E proprio in questi settori ricadono l’esperienza
particolare della antiche seterie di San Leucio che si sono alleate con la
blockchain per valorizzare, tutelandone la specificità, la famosissima e
prestigiosa tradizione serica della real colonia borbonica e il sistema
produttivo che ancora oggi ne rinnova l’esperienza
E poi un’altra impresa storica, con alle spalle cent’anni di storia, la Sacmi di Imola, che ha presentato un Innovation lab 4.0 nuovo di zecca insieme ad un accordo di collaborazione con il Mit di Boston per accelerare la trasformazione digitale. Sacmi è numero uno al mondo negli impianti per ceramica e festeggia il primo secolo di attività rilanciando la scommessa sull’innovazione su cui già nel 1919 puntarono nove meccanici e fabbri disoccupati, trasformando una palestra dismessa in un’officina per riparare macchinari e attrezzature agricole. L’Innovation lab, in particolare, intende diventare una piattaforma aperta che mette a disposizione delle altre imprese, soprattutto Pmi, i suoi servizi: dallo sviluppo della diagnostica predittiva attraverso sensori avanzati, simulazioni digitali, algoritmi e data analytics, alla creazione di nuovi modelli di smart organization tramite l’ingegnerizzazione dei flussi di impianto. E ha la mission – dice il presidente- di formare nuovo personale altamente qualificato, valorizzando i giovani e la loro capacità di immaginare un futuro dove creatività e intraprendenza, competenze e know how, fanno sempre più la differenza.

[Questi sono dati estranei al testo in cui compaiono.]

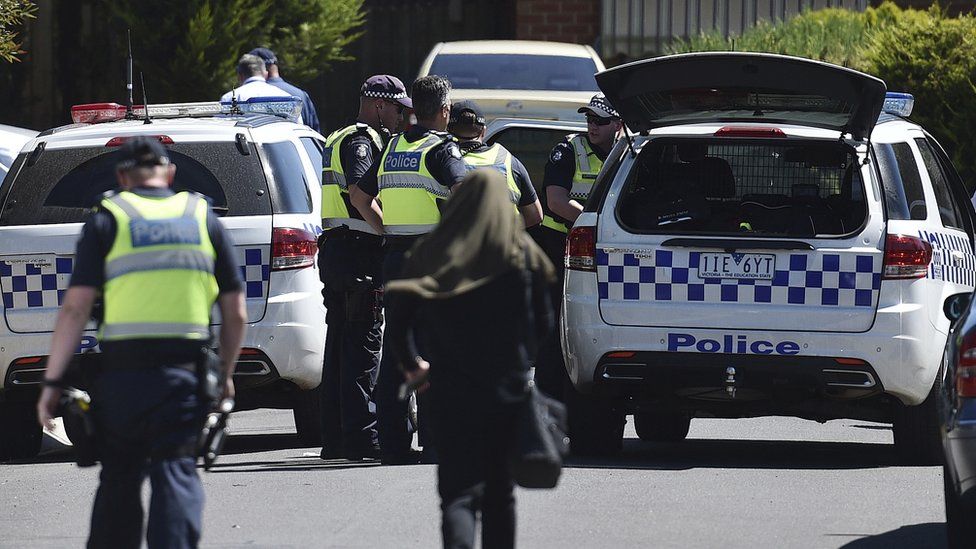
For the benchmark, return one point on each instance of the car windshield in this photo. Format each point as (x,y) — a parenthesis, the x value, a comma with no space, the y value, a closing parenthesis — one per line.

Come si dice dalle nostre parti: il dirottamento di senso che fa incontrare mondi apparentemente distanti (come le imprese tradizionali e l’innovazione 4.0) consente di produrre nuovo valore per gli imprenditori e, come mostrano le due esperienze raccontate, anche per i territori. Saranno capaci i governi e le amministrazioni centrali di essere abilitatori di questi cambiamenti?